Connections is a game from the New York Times that challenges you to find the association between words. It sounds easy, but it isn’t—Connections categories can be almost anything, and they’re usually quite specific. If you need a hand getting the answers, we’ve got you covered.

What Is Connections?

Connections is a game from the New York Times. The objective is simple: sort 16 words into groups of 4. Each group of words will be connected by some common idea or theme. That common element could be anything. We have seen everything from games that rely on the number of letters in the words to categories that require you to spot an extra letter at the end of the word. Sometimes they’re references to economics, other times they reference fairy tales. There is no telling what sort of association there will be between words.

Once you’re confident you understand the connection, select 4 words, then hit “Submit.” You have only four attempts in total, so don’t be too guess-happy.

Hints for Today’s Connections Groups

Here are a few hints for the 347th Connections game to get you started:

  • Yellow: Get the most out of something.
  • Green: Expressions for over.
  • Blue: Parts of the New York Times, or other publications.
  • Purple: The start of the word is key.

May 23rd Connections' words.

If you still need help, the actual group names are:

  • Yellow: Take Advantage Of
  • Green: Finished, As Time
  • Blue: Newspaper Desks
  • Purple: Words Beginning with Greetings

Today’s NYT Connections Answers

May 23rd Connections words sorted into groups.

Take Advantage Of (Yellow):

Exploit, Leverage, Milk, Use

Finished, As Time (Green):

Done, Over, Through, Up

Newspaper Desks (Blue):

City, Cope, Culture, Sports

Words Beginning with Greetings​​​​​​​​​​​​​​ (Purple):

Heyday, Hijinks, Supper, Yogurt

How Did We Solve This Connections Game?

May 23rd was notably more difficult than yesterday.

I started with the word exploit. It is pretty unambiguous and matched up nicely with both leverage and use. Milked is a bit weird in context, but it is the only one that can mean to exploit or maximize benefit. The 4 words were Yellow, “Take Advantage Of.”

Purple is often related to the words themselves, and I noticed that both heyday and hijinks start with words that are greetings, “hey” and “hi.” With that in mind, supper and yogurt were the only other words that could possibly fit together. The category was named “Words Beginning with Greetings.”

With only 8 words left, done, over, through, and up jumped out as words that mean finish. Green was “Finished, As Time.”

The remaining words were city, cope, culture, and sports. I didn’t make the connection between the words, but luckily I didn’t need to. The Blue category was “Newspaper Desks.”
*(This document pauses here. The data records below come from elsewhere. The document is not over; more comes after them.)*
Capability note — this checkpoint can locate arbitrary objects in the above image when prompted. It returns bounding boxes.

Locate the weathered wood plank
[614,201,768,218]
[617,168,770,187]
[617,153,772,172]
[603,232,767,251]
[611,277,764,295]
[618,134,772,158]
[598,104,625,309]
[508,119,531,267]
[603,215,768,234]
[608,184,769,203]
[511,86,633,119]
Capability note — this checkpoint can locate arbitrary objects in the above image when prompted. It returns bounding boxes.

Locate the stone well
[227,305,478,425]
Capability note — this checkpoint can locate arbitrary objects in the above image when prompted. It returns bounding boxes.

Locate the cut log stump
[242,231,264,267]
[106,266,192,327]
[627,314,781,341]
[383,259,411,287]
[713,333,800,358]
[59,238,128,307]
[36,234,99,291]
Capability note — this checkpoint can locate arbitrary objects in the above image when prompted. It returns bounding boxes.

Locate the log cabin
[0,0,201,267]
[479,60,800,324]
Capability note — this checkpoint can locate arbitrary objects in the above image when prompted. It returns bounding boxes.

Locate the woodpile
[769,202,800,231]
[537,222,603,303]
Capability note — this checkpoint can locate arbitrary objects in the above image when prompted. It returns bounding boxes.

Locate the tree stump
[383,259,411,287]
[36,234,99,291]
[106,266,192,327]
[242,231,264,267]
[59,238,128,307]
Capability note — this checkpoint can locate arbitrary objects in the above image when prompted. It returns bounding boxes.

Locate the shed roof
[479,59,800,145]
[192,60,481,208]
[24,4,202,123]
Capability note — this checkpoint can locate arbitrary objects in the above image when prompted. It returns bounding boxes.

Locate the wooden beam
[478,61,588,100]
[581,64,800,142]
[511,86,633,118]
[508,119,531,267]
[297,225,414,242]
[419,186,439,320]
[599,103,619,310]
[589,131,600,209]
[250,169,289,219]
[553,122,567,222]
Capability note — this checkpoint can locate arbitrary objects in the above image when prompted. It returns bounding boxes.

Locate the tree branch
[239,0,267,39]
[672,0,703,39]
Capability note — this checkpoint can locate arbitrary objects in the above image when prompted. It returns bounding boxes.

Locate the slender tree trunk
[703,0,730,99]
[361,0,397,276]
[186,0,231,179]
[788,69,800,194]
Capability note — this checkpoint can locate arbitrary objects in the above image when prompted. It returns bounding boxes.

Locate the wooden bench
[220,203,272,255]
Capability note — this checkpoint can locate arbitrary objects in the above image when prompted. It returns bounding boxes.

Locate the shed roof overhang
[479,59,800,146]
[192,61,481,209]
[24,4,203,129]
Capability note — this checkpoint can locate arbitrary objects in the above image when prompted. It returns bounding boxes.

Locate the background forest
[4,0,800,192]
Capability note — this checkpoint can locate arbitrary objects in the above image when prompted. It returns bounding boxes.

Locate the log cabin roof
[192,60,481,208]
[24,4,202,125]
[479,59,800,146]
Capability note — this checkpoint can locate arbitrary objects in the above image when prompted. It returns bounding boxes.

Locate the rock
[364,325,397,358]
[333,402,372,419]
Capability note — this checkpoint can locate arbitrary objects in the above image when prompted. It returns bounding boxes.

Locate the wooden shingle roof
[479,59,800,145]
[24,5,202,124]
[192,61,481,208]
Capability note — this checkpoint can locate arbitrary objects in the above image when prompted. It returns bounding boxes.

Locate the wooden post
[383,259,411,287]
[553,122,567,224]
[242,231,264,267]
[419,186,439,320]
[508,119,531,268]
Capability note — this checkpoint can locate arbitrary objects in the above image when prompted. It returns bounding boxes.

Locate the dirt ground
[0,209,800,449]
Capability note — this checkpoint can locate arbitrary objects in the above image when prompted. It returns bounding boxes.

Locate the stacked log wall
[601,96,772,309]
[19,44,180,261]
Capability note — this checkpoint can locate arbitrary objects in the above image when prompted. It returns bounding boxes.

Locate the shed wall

How Do You Guess Connections Groups?

There is no quick, reliable way to approach Connections like there is with Wordle, since Connections isn’t algorithmic. However, there are a few things to keep in mind that can help.

  1. Look for similar parts of speech. Are some words verbs and others nouns? Are some adjectives? Try mentally grouping them based on those categories and see if any other patterns jump out at you.
  2. Are the words synonyms? Sometimes categories will just be synonyms for a phrase, or very close to synonyms. Don’t rely too closely on this, though. Occasionally, Connections will deliberately throw in words that are sometimes synonyms to mislead you.
  3. Try saying the words. Sometimes, saying the words helps. One puzzle we saw included the words go, rate, faster, clip, pace, speed, move, commute, and hurry—all of which are obviously related to the idea of motion. However, when you say them, it becomes a little more obvious that only four (go, move, hurry, faster) are things you’d actually say to prompt someone to get moving.
  4. Expect the red herring. Connections usually has words that could be plausibly, yet incorrectly, grouped together. Take the words Bud, Corona, and Light, as an example. You might instinctively see those three words together and assume they’re lumped together in a category related to beer—but they weren’t.
  5. Look for distinct words. If a word on your board doesn’t have multiple meanings or can really only be used in one context, try using that word as the basis for a category.
  6. Shuffle the board. Sometimes, moving words around will help you look at them in new ways.

If you didn’t solve this one, don’t feel too bad—there’s always tomorrow! And those words may align with a topic you’re interested in, giving you a leg up on the competition.